Monday, February 25, 2013


Imagine flying free, out in the open, but not necessarily too far above the ground (you gotta love that adrenaline rush)., and all you have to do to change directions is shift your weight?  Sign me up.   I am intrigued by the Sky Gypsys.  I want to be one, I want to fly like an eagle.
That much freedom, feeling riding the Harley? (but without the rumble, and concrete background)........although there is noise, so maybe I can't say that.   Aerotrekking just doesn't seem that loud in the video's I've watched.  We'll leave it at that. ;-)
The point is that its an extremely cool way spend your time, and provides amazing photo opportunities,  not available from any ground angle.

The Sky Gypsy tab (Pages) will open a treasure trove of links to original photography that is truly beautiful.   I believe most, if not all photos are credited to B. Alvarius, our resident Sky Gypsy. :)    Vantage points otherwise unobtainable , subject matter off the beaten path, and a photographer who pushes the envelope,  combine to create spectacular snapshots with a new twist.  Definitely worth the look.

This link shows the SG logo, created as part of Art Race, by sculptor Ben Sargent.  Note the shadow of the photographer. ;-)




  1. Thank you for referencing some of the low level aerial photography. Additional low level aerial images my be found here and for low level aerial video there is this

    1. My pleasure...they really are stunning. I get a much greater feeling of 'being there' , than with traditional photos. I think it has something to do with feeling surrounded by the ground? Not sure, lol. The ghost town looks like a place I would love to explore. How high up were you when you took those shots? Actually, is there a specific range you fly in for the low level aerial video/stills? It really looks exciting.
      I should thank you for having such a cool hobby, you have provided me with a new locale to add to my list, and some excellent aerial shots to day dream over. :)

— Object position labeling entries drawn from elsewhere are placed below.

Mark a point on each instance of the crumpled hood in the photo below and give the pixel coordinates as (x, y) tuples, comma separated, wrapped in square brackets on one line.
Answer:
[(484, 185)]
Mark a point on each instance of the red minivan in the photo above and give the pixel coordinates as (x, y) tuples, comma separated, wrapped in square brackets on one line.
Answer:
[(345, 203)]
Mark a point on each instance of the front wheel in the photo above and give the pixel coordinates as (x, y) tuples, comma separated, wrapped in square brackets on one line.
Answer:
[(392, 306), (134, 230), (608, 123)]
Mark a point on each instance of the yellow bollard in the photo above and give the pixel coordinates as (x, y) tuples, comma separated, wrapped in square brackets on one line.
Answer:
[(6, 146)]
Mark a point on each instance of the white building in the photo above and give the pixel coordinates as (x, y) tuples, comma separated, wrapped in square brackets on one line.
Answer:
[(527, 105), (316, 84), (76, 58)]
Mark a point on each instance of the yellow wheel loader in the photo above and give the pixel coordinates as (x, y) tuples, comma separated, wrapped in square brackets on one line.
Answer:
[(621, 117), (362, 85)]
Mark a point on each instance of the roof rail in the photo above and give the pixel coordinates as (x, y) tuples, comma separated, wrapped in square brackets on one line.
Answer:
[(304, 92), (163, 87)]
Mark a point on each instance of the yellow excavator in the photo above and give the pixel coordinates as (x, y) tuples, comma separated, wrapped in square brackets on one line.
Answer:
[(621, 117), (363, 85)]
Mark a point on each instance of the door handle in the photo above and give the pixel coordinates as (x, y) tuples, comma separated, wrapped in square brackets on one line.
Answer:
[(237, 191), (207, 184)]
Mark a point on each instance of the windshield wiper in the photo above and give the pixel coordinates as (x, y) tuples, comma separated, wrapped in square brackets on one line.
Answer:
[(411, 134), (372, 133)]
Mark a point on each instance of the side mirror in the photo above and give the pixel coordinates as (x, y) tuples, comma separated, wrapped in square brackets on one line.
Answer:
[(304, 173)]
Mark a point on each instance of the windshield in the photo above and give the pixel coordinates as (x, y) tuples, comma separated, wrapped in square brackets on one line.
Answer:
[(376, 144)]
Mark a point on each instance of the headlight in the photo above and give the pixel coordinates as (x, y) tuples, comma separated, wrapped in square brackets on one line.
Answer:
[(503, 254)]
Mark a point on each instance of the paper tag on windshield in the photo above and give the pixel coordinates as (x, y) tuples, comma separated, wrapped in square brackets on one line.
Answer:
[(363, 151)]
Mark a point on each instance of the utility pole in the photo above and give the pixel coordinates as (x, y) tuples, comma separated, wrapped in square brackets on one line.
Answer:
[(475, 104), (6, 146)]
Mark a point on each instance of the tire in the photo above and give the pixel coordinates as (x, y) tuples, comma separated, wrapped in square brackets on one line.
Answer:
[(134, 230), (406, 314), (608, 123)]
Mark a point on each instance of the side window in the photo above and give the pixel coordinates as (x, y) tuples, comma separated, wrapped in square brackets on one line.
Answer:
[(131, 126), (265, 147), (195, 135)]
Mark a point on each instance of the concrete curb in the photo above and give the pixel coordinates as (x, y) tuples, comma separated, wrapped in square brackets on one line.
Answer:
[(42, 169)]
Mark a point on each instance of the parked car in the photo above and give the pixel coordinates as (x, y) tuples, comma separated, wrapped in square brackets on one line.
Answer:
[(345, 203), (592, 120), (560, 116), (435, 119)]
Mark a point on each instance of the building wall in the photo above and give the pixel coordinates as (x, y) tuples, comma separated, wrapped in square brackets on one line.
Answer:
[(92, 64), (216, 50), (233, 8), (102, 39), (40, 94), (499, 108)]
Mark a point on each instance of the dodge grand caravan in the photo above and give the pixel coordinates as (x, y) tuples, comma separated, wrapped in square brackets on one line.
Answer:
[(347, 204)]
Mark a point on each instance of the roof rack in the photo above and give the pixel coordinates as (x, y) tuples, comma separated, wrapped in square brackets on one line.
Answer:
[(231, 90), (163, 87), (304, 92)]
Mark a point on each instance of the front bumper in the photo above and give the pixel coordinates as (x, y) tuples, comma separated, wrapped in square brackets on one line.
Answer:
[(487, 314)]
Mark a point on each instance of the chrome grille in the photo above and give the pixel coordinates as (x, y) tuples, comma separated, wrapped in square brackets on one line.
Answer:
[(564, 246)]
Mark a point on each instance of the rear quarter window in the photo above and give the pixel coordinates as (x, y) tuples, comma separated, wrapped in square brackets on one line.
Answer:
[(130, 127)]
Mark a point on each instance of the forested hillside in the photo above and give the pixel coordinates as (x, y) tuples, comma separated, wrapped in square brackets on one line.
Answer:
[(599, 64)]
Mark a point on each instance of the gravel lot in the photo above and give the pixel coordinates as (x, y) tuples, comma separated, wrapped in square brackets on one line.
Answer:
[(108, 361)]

    2. Many low level aerial photographs are first designed using Google Earth (looking for interesting landscape). The area is then flown looking for interesting scenes. Once an interesting scene is found a flight path over the scene is set up so the photograph may be captured, I am both pilot and photographer. The stability and open cockpit of a trike helps make the process of capturing these scenes a reality. In many photographs objects that would allow the viewer to judge scale are obscured allowing the viewer to create their own interpretation of the image. This post on Gaia's Brain is a good example of an aerial photograph without scale and this this post describes the rational.

      Altitudes for images are based on the scene to be captured and may range from 10' to several hundred. In the video (referenced above) you will notice a fence I fly over, the aircraft is only about 10' up.

  2. I can't fly in a plane but I can go up in a balloon. Is it like a balloon? I read it was a little bumpy. Is that true?
    Love the desert. Love New Mexico.

    1. It can be bumpy if the winds are up. The aircraft is light and subject to winds in comparison to a heavy passenger jet, but the wings are tested to levels exceeding a Cessna so they can handle any loads.